The present invention is related to simulation of circuit designs, and more particularly to partial gate level simulations of a circuit design.
Electronic circuits are used in an enormously wide and important range of applications, such as computing, communications, control systems, etc. Common electronic circuits may include millions of transistors and are very difficult to design. Circuits are typically designed on computer systems using electronic design automation (EDA) software, combining logic gates and other circuit elements as needed to perform the desired function. Once a circuit has been designed, it typically undergoes a series of design verification steps such as a static timing analysis and gate level simulation before it is fabricated as a custom integrated circuit, an application-specific integrated circuit (ASIC), a field-programmable gate array (FPGA), etc. Computerized design verification tools are used to simulate the circuit, exercising the clock and data inputs of a virtual representation of the circuit design and verifying that the circuit design performs correctly both at the outputs of the circuit and at selected internal nodes. Because of the enormous complexity of modern electronic circuits, the design verification step is often the most difficult and lengthy step in designing a circuit. Performing a full gate level simulation of a complex electronic circuit can require weeks to perform even on high performance computers, because each of the numerous logic gates in the circuit are tested in the simulation in various functional states.

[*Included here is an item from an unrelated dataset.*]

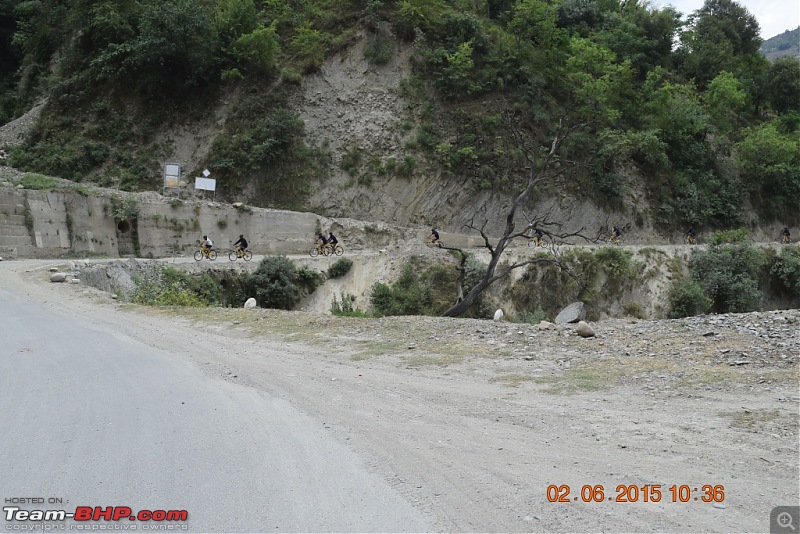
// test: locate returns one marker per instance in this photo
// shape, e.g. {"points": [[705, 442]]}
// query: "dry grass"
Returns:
{"points": [[511, 380], [431, 359]]}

The difficulty of designing complex electronic circuits is partially addressed by reusable circuit libraries called semiconductor intellectual property cores or IP cores, which contain reusable logic blocks that are designed to perform given functions and that can be included in a circuit design. Blocks from an IP core may be dropped into a circuit design to perform a desired function, rather than redesigning the circuitry to perform the function each time it is needed. IP cores are particularly important when designing a system on a chip (SOC), an electronic circuit such as a computer that performs multiple functions. For example, a computer may be designed as an SOC, using blocks from an IP core to provide a processor, memory, clock sources, external interfaces, power regulation, etc. IP cores may be supplied as generic gate netlists, a low level representation of the logic design, or as a synthesizable core having a higher abstraction level such as a hardware description language. Performing a gate level simulation of the circuit, including the blocks from the IP core, can take a great deal of computer processing time. The supplier of the IP core typically tests the design of the IP core, so the designer using the IP core may have the option of performing a gate level simulation only on circuitry outside the blocks from the IP core and forgoing gate level simulation of the blocks from the IP core. However, if a gate level simulation omits the blocks from the IP core, design flaws may go undetected because the interface between the blocks from the IP core and the remaining circuitry is not fully tested. The time required to perform a full gate level simulation of a complex electronic circuit takes on even more importance when considering the multiple iterations of a typical design process. The design verification in early stages of a design often identifies changes that must be made to the circuit design, requiring a modified circuit design which must then be reverified. Thus, the design process may require multiple full gate level simulations.
Existing methods exist for co-simulating mixed levels of abstraction for a circuit. These methods allow for timing gate simulations to be mixed with other simpler model abstractions (RTL, C etc.) These methods are deficient in that they do not specify a method that allows timing to be accurate across the boundary between the different abstractions of the circuit.
Thus, for at least the aforementioned reason, there exists a need in the art for a system for performing gate level simulations of a circuit design in a fast, efficient and effective manner, even when IP cores are used.